The overview that the annual India Art Fair affords of the art world in India is incomparable to any other festival, event or gathering.
It is all, of course, a very business-like affair, led mainly by the galleries, rather than the artists themselves.
That really is a good thing, if you think about it.
And, that’s with all due accord to the path-breaking and innovative efforts of the hosts behind the landmark art festivals of the Kochi-Muziris Biennale, and the Serendipity Festival.
At India Art Fair 2020, the focus was almost squarely on the buyers, which immediately lent an aspect of worth and value to the hushed air hung over many of the more popular booths on display in the tented fair premises.

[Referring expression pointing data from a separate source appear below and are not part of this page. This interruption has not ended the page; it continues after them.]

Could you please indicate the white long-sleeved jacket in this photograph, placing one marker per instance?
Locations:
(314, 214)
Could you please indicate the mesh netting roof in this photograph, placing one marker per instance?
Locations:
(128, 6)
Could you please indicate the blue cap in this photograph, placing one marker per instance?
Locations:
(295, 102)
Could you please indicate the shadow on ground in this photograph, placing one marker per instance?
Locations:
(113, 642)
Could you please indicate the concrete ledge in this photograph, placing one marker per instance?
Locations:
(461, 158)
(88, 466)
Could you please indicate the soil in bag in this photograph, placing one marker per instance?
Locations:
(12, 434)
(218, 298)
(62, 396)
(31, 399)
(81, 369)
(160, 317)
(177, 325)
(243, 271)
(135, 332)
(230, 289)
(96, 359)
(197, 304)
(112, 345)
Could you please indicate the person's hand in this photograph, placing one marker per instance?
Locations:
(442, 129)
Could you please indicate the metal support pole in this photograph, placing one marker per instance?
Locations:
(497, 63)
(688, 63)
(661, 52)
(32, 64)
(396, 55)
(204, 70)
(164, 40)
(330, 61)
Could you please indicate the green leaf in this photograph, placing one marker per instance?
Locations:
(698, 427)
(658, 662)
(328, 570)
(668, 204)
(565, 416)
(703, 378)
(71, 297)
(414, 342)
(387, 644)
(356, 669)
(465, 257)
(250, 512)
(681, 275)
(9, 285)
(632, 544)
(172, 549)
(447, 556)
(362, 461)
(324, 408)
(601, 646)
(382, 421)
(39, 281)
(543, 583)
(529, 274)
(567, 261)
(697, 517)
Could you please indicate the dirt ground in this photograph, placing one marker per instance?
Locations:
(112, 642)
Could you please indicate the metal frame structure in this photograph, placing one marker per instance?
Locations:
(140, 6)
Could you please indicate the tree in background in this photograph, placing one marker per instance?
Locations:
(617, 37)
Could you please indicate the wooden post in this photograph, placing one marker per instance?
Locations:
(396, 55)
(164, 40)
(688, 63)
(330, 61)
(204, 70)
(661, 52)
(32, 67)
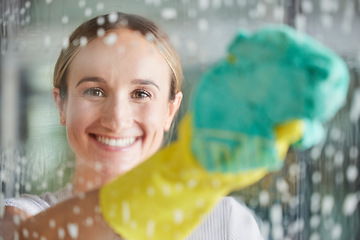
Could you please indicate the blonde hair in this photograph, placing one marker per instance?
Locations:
(112, 21)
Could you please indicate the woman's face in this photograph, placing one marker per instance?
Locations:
(117, 107)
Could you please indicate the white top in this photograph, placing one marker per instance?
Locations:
(229, 220)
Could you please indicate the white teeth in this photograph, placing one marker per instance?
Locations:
(121, 142)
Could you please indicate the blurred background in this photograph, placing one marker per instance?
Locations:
(315, 196)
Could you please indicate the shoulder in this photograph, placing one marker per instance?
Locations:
(229, 220)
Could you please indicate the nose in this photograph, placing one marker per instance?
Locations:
(117, 115)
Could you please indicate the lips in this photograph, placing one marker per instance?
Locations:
(115, 142)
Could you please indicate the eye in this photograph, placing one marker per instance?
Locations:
(95, 92)
(141, 94)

That did mean that idlers were almost instantly marked out, between the carpeted aisles, by the many watchful stall attendants and gallerists at hand.

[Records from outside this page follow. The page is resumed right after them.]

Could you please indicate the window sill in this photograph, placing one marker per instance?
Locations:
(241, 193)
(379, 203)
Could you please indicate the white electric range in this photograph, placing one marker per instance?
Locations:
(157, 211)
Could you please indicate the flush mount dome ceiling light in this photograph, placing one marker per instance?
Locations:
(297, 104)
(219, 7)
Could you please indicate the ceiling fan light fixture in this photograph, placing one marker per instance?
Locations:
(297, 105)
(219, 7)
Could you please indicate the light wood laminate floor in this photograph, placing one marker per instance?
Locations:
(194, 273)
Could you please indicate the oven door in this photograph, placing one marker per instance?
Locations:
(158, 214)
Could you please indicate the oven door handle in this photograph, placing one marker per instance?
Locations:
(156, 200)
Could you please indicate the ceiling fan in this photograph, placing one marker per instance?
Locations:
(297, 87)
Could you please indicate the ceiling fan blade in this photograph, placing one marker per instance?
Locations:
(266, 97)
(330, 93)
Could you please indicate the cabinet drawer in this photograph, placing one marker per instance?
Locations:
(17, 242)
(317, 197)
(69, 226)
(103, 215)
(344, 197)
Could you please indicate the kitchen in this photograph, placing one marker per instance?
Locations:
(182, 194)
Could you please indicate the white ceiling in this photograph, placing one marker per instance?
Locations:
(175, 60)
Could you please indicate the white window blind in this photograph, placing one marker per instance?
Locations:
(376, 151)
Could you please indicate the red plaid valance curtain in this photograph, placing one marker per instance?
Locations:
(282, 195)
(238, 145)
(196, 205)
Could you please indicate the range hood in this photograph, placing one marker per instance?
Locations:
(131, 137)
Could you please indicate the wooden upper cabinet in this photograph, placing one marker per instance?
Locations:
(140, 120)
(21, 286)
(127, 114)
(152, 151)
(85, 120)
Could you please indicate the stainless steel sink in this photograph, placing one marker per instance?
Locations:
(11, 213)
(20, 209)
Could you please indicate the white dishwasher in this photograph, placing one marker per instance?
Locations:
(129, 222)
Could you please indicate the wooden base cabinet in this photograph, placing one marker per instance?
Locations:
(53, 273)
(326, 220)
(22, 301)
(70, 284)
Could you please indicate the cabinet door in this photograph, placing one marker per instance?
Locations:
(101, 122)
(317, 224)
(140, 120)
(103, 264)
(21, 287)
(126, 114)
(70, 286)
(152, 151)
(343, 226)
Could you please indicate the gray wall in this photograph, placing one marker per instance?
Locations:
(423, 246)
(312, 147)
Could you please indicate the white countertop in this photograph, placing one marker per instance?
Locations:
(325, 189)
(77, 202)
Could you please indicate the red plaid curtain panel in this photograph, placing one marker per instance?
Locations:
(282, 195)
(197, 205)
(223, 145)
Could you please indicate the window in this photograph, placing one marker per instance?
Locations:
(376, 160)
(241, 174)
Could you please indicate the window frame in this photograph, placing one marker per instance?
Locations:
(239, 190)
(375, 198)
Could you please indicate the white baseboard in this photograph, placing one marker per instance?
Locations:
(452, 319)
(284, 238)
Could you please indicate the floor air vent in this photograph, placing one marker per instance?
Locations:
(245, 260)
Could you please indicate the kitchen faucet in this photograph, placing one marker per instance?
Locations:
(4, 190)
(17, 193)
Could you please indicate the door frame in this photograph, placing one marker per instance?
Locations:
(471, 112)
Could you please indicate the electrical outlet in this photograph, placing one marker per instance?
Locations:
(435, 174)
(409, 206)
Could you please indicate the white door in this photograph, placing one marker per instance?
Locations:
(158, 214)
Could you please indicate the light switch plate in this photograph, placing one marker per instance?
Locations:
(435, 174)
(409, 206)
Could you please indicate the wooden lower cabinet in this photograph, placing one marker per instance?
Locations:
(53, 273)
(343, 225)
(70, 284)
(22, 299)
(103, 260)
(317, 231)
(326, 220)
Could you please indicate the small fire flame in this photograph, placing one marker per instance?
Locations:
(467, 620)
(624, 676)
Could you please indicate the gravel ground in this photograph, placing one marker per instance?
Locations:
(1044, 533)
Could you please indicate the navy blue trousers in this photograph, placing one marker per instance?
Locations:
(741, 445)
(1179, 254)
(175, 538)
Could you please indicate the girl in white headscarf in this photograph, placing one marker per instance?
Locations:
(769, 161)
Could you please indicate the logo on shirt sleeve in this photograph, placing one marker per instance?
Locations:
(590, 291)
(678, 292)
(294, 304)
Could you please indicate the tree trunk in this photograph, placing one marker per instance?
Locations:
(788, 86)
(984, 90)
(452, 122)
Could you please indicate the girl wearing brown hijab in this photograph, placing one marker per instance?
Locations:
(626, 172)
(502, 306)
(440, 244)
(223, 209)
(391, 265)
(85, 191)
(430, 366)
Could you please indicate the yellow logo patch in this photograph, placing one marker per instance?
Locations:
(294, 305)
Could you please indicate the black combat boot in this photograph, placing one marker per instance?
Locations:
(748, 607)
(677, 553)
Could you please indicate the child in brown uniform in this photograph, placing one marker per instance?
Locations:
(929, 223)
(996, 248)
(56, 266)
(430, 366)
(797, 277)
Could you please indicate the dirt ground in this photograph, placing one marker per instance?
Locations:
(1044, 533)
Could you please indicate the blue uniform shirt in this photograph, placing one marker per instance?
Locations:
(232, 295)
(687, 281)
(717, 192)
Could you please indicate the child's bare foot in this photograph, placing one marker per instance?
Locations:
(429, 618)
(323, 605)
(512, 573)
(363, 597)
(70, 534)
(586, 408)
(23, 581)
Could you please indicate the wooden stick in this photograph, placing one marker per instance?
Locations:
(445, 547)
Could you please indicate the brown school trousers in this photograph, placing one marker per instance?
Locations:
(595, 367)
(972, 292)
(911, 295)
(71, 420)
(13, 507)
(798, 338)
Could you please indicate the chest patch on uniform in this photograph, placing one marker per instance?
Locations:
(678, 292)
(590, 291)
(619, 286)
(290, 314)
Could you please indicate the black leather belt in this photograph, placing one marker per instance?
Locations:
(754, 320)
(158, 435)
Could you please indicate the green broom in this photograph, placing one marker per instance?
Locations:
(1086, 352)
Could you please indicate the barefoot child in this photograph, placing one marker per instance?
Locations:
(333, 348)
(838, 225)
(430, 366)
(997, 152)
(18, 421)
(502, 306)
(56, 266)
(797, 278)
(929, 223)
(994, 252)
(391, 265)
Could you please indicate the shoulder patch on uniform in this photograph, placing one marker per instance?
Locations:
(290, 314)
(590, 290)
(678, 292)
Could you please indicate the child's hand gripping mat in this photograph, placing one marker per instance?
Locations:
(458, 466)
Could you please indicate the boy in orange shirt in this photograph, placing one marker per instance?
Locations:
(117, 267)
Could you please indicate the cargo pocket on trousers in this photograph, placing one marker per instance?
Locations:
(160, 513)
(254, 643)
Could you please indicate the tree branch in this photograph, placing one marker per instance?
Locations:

There’s a marked difference in approach that must be handed out to the Art Fair’s new owners and management.
It was barely last September, after nearly a year of back-and-forths, that the MCH Group, the Swiss-based owner of the Art Basel franchise, decided to sell its majority stake in the India Art Fair to the Honk-based events company Angus Montgomery Arts, making it the sole owner of the New Delhi-based event.
It does help to know that the Angus group lends its considerable heft to many reputed festivals such as Photofairs San Francisco, Taipei Dangdai, Photofairs Shanghai, Art Central Hong Kong and Sydney Contemporary, among others.